Around the office, we sometimes take moments to discuss the latest celebrity news and pride ourselves on our collective knowledge and love for pop culture in all shapes, sizes and scandals. But what does it all really mean at the end of the day?


Just recently, I had the privilege of viewing Michael Jackson’s “This Is It” with a few of my colleagues and, while enraptured with emotions of sadness, joy, frustration and relief, we couldn’t help but ponder the profound impact one person has had on the world in such a brief lifetime.


Despite the publicity-palooza that has surrounded Michael Jackson throughout his life and even more feverishly after death, I felt it a valuable exercise to reflect on the lessons we’ve learned from the King of Pop as applied to personal and professional life goals.


1.   Remember the time – Keep it original and stay true to who you are. Know your limits, comfort zones and areas of expertise. Keep it simple and highlight your strengths to complement your teams, partners and the work you do. MJ underscored this trait eloquently when discussing with the keyboardist how a melody was to be played during the rehearsal. Simply put and staying true to himself, MJ requested, “I want you to play it how I wrote it.” No need for frills or jazzing it up – sometimes simplicity speaks volumes.

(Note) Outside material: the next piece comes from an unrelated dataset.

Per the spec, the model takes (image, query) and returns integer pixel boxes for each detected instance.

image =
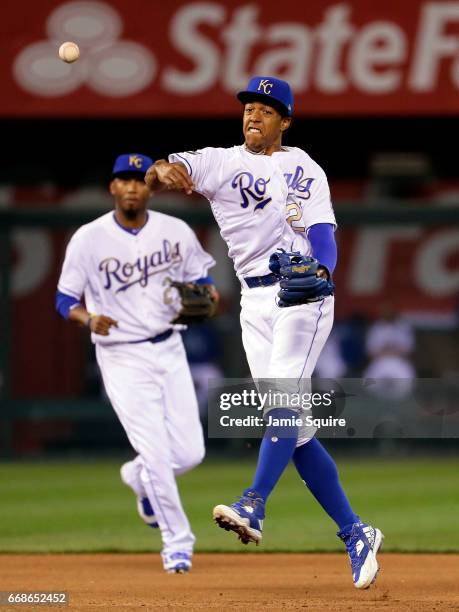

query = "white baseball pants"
[241,283,334,446]
[96,332,205,558]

2.   Don’t Stop ‘Til You Get Enough – As the old adage goes, “Rules are meant to be broken.” The same goes for goals, both personal and professional. Despite this song’s intended meaning, don’t stop until you’ve met your goals (and hopefully exceeded them) and are satisfied with the results.

3.   Man In The Mirror – To highlight two of my favorite personal motivational quotes, “Be the change you want to see in the world” (Ghandi) and “Only you can change you” (QBQ! author John G. Miller). The message from this song is no different. Whether improving the world around you or establishing a new best practice in your field, realize you have more control over your immediate environment than you realize and you have the power to make a difference in the world around you.